The 1-min count, the 5-min count, and the RTTE models were evaluated based on 2000 Monte Carlo simulations from the final models and the original study design. The time course, but also the variance, of the simulated events was evaluated with visual predictive checks (VPC) (Karlsson and Holford, 2008). Simulated datasets from the RTTE model were re-estimated with the final RTTE and count models in a stochastic simulation and estimation study to assess method performance and provide information on differences between models found when applied to the original data. If the estimation method is appropriate, the resulting estimates should show low bias. Likewise, if a simplification of the data structure is acceptable, both bias and imprecision should not be overly inflated compared with the original data structure. Finally, through stochastic simulations and estimations, the statistical power to detect a drug effect was explored by comparing a count approach with a traditional approach. For this purpose multiple data sets (n = 2000) were simulated using the final model and the same design as the original data, but with a very low dose (0.003 mg/kg). For both approaches it was tested whether a model including an estimated drug effect was significantly better than one that assumed that there was no difference between active and placebo treatments. For both methods the power was taken to be the fraction of data sets that showed a significant difference between placebo and active treatment. Thereafter this process was repeated many times; each time the data were simulated by using an incrementally increased dose, until the calculated power was close to 100% for both methods.
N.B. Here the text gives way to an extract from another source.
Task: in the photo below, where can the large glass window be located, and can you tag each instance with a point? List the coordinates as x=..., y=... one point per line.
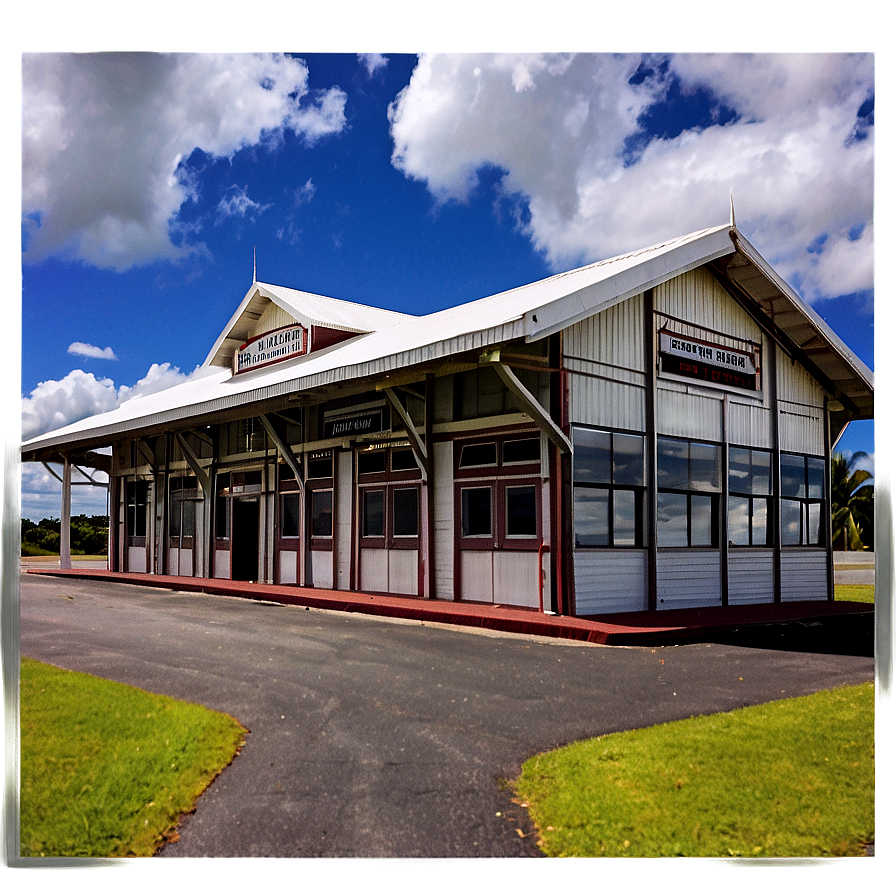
x=749, y=488
x=802, y=499
x=608, y=488
x=688, y=481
The traditional approach used for this illustration was a linear regression considering the number of counted events over the entire experiment. The drug effect was a constant multiplying the average concentration over the same 45-min time span. The average concentration was obtained as the integral of the individual concentration-time profile over the 45 min divided by 45 min. where E is the drug effect factor and ε is the unexplained variability. Thus, the traditional approach treats the total number of events as a continuous, not a count, variable.
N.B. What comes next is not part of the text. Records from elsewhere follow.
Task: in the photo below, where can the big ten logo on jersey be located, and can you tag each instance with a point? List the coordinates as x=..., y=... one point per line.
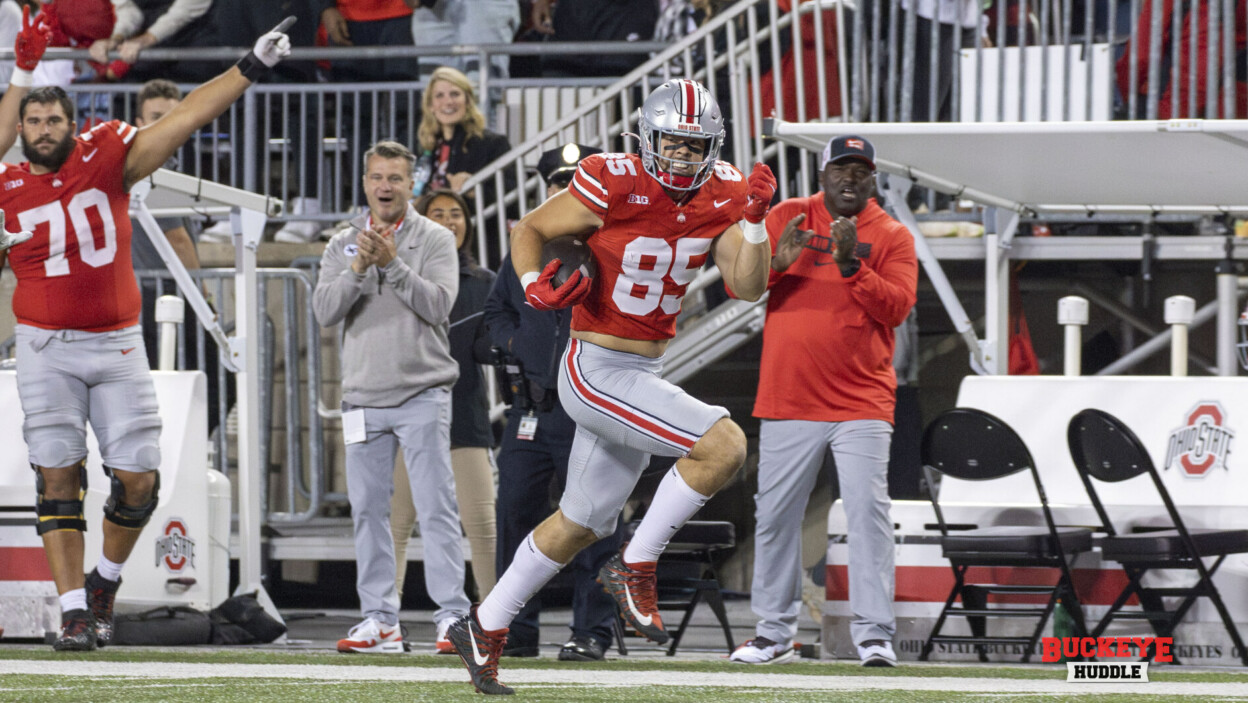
x=175, y=548
x=648, y=264
x=726, y=171
x=54, y=214
x=619, y=165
First, individual PK parameters were estimated for each dog on drugs using the averaged concentrations over experiments. Then, PD parameters were estimated in a PK-PD model based on individual PK parameters. Model discrimination and study power were determined through likelihood-ratio tests. Analyses were performed with the Laplace method in NONMEM VI version 2.0 (Beal et al., 1989–2009). Data preprocessing and postprocessing and model diagnostics were completed using R 2.10.1 (R Development Core Team, 2010), Xpose4 4.2.2 (Jonsson and Karlsson, 1999; xpose.sourceforge.net), and PsN 3.2.4 (Lindbom et al., 2005; psn.sourceforge.net).
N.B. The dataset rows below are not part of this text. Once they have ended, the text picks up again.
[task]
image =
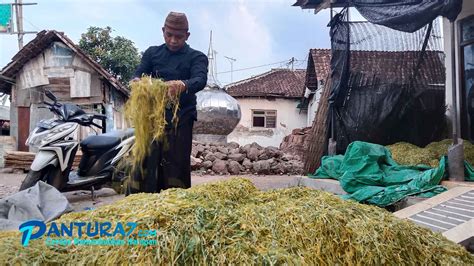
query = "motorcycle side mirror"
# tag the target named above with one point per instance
(50, 95)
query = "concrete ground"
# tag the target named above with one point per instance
(82, 200)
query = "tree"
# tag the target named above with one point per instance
(118, 55)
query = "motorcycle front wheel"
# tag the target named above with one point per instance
(51, 175)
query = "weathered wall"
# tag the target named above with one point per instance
(71, 79)
(288, 118)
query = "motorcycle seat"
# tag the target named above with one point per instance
(105, 141)
(121, 134)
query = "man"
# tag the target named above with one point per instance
(185, 72)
The individual PK parameters assessed were the following: C0 was estimated to be 21.2, 19.0, 14.9, and 32.8 nM, for the four dogs participating in the experiment, and kel was 0.0304, 0.0341, 0.0332, and 0.0501 min − 1, respectively.
Baseline and Time Course.
The observed average frequency of events was 0.20 min−1 (294 TLESRs/32 experiments/45 min) with vehicle and 0.10 min−1 (66 TLESRs/15 experiments/45 min) in the presence of WIN55212-2. A similar baseline of distributions of events was estimated by the 1-min count model and the RTTE model; the value of the baseline of the mean count λ or of the hazard h was approximately 0.14 min−1 and the exponentially distributed interindividual variability was 29%. The estimated surge parameters were similar between the 1-min count model and the RTTE model. The maximum λ or h (SA) was 3.6 times higher than base, PT was at approximately 9.55 min, the duration of the surge (2 × SW) was approximately 5 min, and the shape parameter, γ, was estimated to a value of 1.6. The latter was significantly better than fixing gamma to the commonly used value of 2. The baseline parameter estimate of the 5-min count model was considerably higher than that of the other models (Table 1).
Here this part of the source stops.